Катя кивала, всхлипывая. Лена осторожно обняла подругу, благодаря только которой выжила те первые месяцы.
– Я пришлю его тебе помочь, Вале не до того будет, – улыбалась натянуто, уходя, потому что замерзли ноги, потому что боялась начать сомневаться, не решиться оставить сына, пойти с ним, защищать его до последнего вздоха. Но ведь если останется – защитит и так, костьми ляжет, лишь бы Степан остался свободен.
– Мама, мама! Папа сказал собирать теплые вещи, мы идем в поход.
– Я знаю, я тебя уже собрала, – прошептала женщина, выдыхая, осматривая теплые вещи Степки. Еще носки зашить надо... Пока шила – все пальцы исколола, больно руки дрожали. Выдыхала, стараясь сосредоточиться, ни за что не изменить своего решения, как бы ни болело сердце, как бы ни хотелось отпускать Степку от себя.
Виктор пришел, пришел запахом табака и попыткой отговорить. Она знала, что нужно, и от этого было только больнее. Поцеловала затылок, роняя последние слезы на его шею, чтобы вздохнуть со свистом, выдохнуть, снова научиться говорить.
– Витя, Витенька, послушай... – Она высвободила ладони, чтобы коснуться его щек, поднять его голову, смотреть в глаза, в его черные глаза с тлеющими огоньками где-то там, на дне.

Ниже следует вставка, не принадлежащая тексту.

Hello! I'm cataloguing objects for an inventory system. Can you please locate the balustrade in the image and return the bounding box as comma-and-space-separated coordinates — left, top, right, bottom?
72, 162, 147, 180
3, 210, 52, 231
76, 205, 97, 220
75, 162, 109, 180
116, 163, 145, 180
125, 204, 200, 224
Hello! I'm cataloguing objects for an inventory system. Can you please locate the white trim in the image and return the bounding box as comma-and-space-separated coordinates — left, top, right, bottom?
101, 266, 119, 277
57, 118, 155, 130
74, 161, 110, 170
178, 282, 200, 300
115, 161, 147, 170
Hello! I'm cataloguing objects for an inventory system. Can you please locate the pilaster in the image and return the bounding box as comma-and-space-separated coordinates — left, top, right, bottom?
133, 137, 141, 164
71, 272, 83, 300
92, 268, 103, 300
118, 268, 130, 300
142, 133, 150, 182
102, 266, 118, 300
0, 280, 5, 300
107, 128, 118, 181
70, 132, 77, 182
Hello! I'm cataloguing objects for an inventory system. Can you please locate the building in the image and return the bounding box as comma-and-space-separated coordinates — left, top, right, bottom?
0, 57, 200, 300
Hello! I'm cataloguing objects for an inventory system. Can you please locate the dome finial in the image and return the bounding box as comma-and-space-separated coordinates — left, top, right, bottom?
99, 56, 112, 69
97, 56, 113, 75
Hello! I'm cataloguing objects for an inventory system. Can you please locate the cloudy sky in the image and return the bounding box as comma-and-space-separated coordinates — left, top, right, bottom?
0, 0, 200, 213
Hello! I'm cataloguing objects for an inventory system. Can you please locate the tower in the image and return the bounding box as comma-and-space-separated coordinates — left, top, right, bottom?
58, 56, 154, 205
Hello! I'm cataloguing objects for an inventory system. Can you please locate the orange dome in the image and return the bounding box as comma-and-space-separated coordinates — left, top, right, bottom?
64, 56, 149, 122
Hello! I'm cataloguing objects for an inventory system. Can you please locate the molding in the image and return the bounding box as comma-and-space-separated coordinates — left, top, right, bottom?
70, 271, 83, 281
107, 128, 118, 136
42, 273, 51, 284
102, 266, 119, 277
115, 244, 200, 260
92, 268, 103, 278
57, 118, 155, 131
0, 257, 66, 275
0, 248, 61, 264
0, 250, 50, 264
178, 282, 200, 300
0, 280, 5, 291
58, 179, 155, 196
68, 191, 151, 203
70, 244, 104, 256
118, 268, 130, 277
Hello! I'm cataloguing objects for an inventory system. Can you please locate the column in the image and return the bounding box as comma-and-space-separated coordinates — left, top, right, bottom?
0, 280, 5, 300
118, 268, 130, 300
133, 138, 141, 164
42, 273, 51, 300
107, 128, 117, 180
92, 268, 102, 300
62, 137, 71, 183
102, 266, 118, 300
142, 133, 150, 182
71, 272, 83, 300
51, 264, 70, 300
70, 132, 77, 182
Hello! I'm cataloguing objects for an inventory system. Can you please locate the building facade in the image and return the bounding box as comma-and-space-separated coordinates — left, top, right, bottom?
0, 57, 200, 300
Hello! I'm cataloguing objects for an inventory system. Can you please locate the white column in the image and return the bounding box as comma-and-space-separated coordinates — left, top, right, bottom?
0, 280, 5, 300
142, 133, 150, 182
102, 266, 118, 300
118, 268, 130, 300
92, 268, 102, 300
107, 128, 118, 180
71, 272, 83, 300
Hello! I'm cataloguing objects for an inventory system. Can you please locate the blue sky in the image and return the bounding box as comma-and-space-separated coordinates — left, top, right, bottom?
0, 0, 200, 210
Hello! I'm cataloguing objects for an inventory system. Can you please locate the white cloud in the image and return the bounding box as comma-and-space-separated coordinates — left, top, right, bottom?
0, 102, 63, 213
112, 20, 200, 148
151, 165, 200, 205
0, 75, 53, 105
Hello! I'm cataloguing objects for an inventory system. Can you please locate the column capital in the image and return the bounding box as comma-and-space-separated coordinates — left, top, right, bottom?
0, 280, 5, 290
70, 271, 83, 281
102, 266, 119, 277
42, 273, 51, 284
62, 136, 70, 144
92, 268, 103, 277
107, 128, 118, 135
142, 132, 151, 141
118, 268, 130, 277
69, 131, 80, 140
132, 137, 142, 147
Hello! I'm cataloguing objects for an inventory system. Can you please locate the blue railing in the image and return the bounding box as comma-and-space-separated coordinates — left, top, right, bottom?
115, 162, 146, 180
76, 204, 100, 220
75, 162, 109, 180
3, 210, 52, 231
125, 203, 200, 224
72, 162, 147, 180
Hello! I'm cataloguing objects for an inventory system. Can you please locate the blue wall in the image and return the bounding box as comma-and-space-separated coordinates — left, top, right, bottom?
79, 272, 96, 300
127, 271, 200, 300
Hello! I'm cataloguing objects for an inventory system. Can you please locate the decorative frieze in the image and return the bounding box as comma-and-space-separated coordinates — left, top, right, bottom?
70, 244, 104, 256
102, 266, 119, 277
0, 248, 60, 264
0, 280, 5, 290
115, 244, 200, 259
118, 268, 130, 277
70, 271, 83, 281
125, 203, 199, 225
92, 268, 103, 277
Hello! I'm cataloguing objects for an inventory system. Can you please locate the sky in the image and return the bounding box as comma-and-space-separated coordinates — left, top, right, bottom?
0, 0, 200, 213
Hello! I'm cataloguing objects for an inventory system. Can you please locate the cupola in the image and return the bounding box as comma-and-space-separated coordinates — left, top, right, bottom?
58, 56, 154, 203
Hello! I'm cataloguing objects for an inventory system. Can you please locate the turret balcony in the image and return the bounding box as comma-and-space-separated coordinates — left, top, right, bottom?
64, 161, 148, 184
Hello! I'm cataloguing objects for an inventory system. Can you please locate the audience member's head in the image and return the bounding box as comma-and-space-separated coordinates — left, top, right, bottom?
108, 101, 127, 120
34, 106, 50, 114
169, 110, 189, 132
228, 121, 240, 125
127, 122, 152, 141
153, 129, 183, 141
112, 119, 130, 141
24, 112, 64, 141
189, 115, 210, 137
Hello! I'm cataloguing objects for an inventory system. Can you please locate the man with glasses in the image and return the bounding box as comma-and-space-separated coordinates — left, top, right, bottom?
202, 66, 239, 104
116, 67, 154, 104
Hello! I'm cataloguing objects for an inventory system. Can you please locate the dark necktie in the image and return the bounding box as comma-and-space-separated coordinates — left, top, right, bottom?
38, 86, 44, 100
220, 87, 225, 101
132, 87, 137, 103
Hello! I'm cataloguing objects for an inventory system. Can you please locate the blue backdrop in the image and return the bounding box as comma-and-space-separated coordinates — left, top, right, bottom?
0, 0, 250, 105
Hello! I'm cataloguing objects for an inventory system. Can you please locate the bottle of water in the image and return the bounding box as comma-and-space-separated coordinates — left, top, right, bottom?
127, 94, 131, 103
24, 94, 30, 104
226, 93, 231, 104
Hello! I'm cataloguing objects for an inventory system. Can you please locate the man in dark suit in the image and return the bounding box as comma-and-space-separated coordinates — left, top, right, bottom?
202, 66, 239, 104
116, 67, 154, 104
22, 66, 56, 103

– Витя, я... Я не смогу, Витя. Я тебя больше не потеряю, родной. Я тебя уже хоронила, Витя, понимаешь? – Она больше не плакала, нет. Она не истерила, не кричала, ничего не пыталась доказать. Констатировала лишь то, чем билось, задыхаясь, захлебываясь в крови собственных ран сердце. В бледности ее лица было уверенности намного больше, чем у многих самоубийц.
Она его поцеловала. Но не теми долгими поцелуями, что дарят друг другу прощающиеся влюбленные, она поставила печать, отдала дыхание, себя, всю жизнь в его руки.

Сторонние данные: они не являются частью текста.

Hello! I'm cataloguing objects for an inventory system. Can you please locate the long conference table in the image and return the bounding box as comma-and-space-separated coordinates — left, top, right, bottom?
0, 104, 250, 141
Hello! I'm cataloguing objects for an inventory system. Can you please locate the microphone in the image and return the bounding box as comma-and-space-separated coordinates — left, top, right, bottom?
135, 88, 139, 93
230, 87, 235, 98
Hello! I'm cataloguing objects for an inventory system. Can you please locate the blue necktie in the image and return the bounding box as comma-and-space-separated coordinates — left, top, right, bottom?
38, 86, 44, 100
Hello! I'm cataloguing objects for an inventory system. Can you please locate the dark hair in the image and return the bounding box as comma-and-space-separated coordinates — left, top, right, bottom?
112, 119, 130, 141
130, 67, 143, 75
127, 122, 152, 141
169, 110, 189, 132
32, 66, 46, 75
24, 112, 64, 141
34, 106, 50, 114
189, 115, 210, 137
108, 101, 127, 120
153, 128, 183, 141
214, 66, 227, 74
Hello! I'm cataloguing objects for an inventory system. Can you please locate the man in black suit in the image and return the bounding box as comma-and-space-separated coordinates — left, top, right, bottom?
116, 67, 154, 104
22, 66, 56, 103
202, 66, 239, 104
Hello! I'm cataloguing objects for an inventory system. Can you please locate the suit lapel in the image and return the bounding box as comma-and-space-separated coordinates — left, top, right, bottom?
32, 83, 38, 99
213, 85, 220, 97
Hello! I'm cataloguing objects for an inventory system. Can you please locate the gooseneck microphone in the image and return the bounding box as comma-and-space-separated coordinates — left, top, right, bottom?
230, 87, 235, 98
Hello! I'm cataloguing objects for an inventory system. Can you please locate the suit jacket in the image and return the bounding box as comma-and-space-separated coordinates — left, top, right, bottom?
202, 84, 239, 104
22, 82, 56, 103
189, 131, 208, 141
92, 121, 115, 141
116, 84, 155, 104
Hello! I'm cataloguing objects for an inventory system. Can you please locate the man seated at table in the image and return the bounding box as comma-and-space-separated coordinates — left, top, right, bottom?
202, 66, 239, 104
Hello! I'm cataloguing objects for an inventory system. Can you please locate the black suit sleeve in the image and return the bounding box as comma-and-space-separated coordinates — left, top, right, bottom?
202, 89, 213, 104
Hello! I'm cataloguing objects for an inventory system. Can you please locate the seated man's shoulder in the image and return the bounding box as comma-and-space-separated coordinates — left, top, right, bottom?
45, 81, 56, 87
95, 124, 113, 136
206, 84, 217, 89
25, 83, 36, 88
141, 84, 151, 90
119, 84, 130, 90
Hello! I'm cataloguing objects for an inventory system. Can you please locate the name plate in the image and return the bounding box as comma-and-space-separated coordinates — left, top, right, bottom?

– Я тебя люблю, Вить. И еще день, месяц, год – не выдержу, – она поднялась, распрямляясь, все такая же бледная, но теперь абсолютно уверенная в собственных словах. И в осанке была гордость, которой впору завидовать королевам. Она обошла Осипова, склоняясь к рюкзаку, который собирала для Степки.

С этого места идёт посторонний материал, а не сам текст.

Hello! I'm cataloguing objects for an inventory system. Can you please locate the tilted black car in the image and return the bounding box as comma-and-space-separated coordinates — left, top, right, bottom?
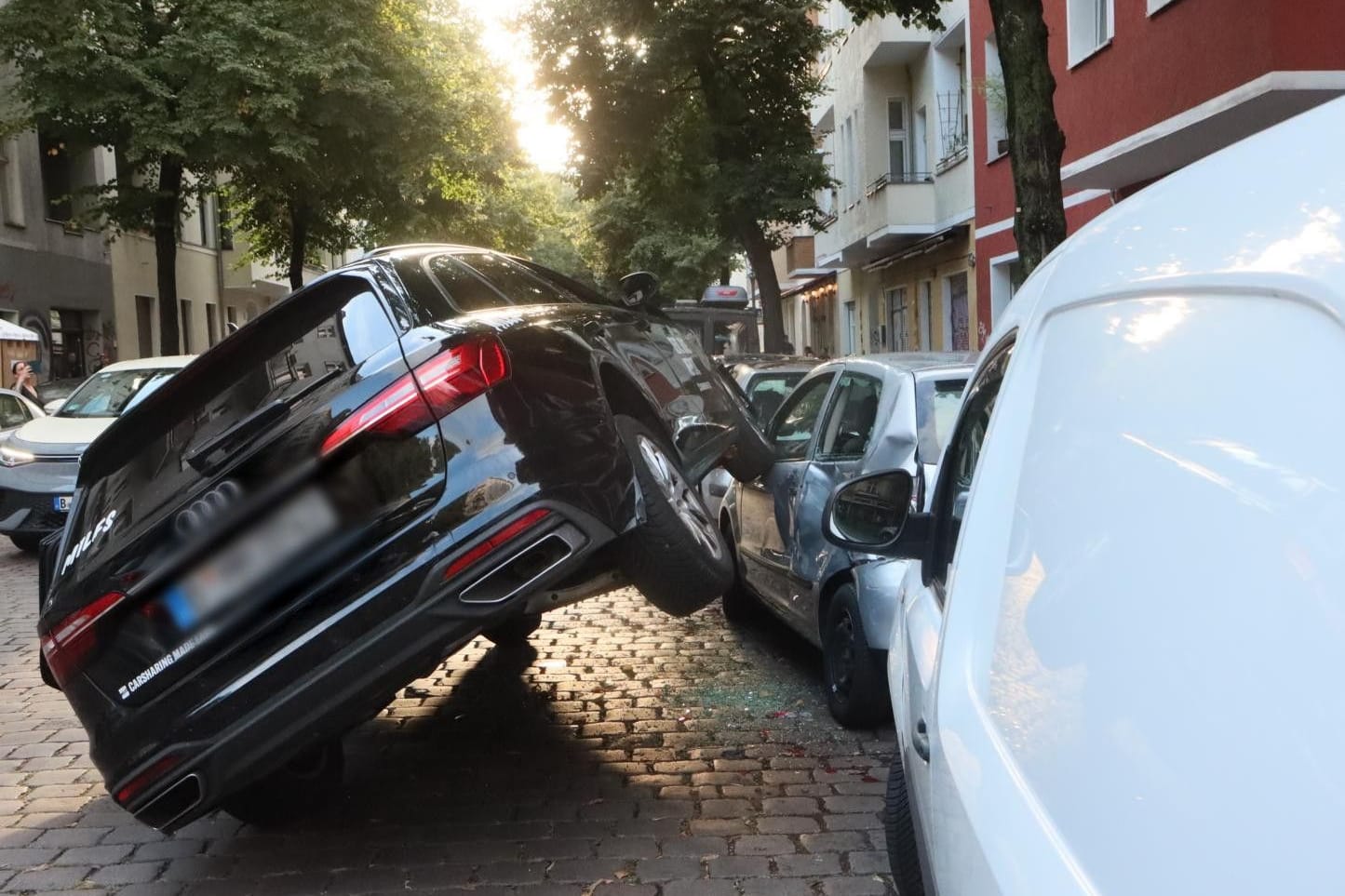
39, 247, 770, 830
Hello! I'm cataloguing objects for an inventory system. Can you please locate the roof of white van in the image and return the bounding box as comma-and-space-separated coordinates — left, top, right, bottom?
100, 355, 196, 370
991, 99, 1345, 336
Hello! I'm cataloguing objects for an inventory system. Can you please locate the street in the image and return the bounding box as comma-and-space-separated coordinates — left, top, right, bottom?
0, 542, 894, 896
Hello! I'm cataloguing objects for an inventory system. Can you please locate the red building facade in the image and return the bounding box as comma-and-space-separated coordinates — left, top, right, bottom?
968, 0, 1345, 346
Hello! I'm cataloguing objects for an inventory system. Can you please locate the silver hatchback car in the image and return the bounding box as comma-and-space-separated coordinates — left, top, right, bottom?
720, 353, 975, 727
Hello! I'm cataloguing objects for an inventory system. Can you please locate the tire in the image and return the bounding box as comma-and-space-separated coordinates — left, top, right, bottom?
614, 414, 733, 616
221, 740, 345, 827
481, 613, 542, 648
882, 752, 924, 896
9, 534, 42, 555
822, 582, 892, 728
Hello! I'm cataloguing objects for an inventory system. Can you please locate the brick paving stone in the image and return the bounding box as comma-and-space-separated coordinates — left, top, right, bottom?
635, 856, 701, 884
705, 856, 771, 877
663, 880, 738, 896
0, 545, 894, 896
774, 853, 841, 877
758, 815, 819, 834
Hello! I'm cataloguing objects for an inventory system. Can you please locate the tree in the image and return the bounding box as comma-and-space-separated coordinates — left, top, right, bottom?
224, 0, 518, 289
843, 0, 1068, 275
527, 0, 831, 351
0, 0, 264, 354
589, 170, 740, 299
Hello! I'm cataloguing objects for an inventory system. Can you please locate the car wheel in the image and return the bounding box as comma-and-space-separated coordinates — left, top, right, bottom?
9, 535, 42, 555
481, 613, 542, 648
882, 752, 924, 896
822, 584, 892, 728
221, 740, 345, 827
616, 416, 733, 616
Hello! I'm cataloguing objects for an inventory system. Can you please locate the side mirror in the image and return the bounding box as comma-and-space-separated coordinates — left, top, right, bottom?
622, 271, 659, 308
823, 470, 929, 558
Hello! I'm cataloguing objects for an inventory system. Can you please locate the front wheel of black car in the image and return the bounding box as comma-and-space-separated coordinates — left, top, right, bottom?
9, 535, 42, 555
221, 740, 345, 827
616, 416, 733, 616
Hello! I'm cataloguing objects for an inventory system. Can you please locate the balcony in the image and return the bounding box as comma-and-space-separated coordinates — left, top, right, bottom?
815, 172, 939, 268
850, 16, 931, 69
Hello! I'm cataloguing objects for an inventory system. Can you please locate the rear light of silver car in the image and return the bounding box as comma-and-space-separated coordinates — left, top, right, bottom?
40, 591, 125, 688
321, 330, 510, 456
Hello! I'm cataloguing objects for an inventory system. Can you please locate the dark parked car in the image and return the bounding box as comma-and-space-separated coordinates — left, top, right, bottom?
39, 247, 771, 830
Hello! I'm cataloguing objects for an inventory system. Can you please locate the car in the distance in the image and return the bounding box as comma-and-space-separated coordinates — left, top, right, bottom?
827, 100, 1345, 896
720, 353, 975, 727
39, 245, 771, 830
0, 355, 194, 552
0, 389, 47, 441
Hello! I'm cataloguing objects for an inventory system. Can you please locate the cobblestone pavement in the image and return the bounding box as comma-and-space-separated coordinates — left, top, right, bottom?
0, 541, 894, 896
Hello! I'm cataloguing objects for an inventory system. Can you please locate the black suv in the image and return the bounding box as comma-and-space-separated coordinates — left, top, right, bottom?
39, 245, 771, 830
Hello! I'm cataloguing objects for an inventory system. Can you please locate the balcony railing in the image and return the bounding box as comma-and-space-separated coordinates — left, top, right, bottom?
864, 171, 934, 199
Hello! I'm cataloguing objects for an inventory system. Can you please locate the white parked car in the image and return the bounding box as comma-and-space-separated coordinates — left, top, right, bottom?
0, 355, 195, 552
827, 100, 1345, 896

– Я умею стрелять, я видела смерти. Мне не страшно. Я могу вас бинтовать, могу таскать раненых, Вить, но не уйду. Если ты отправишь меня с другими женщинами, я уйду. И первой же ночью пойду назад. Если нужно – босая. По тому снегу, Вить, – она говорила, хотя голоса не было, на обрыве дыхания, сипло, но уверенно, до белизны пальцев сжимая эти носки, окрапляя их собственной, сочащейся из подушечек пальцев кровью. Теперь она была уверена, теперь – не боялась. Теперь желала только одного – не потерять. Не пропустить его, как песок сквозь тонкие пальцы, как потеряла однажды. Еще одного ребенка она одна выращивать не будет. Кончиками пальцев, незаметно, коснулась живота, прикрывая глаза. Сегодня утром ее снова тошнило.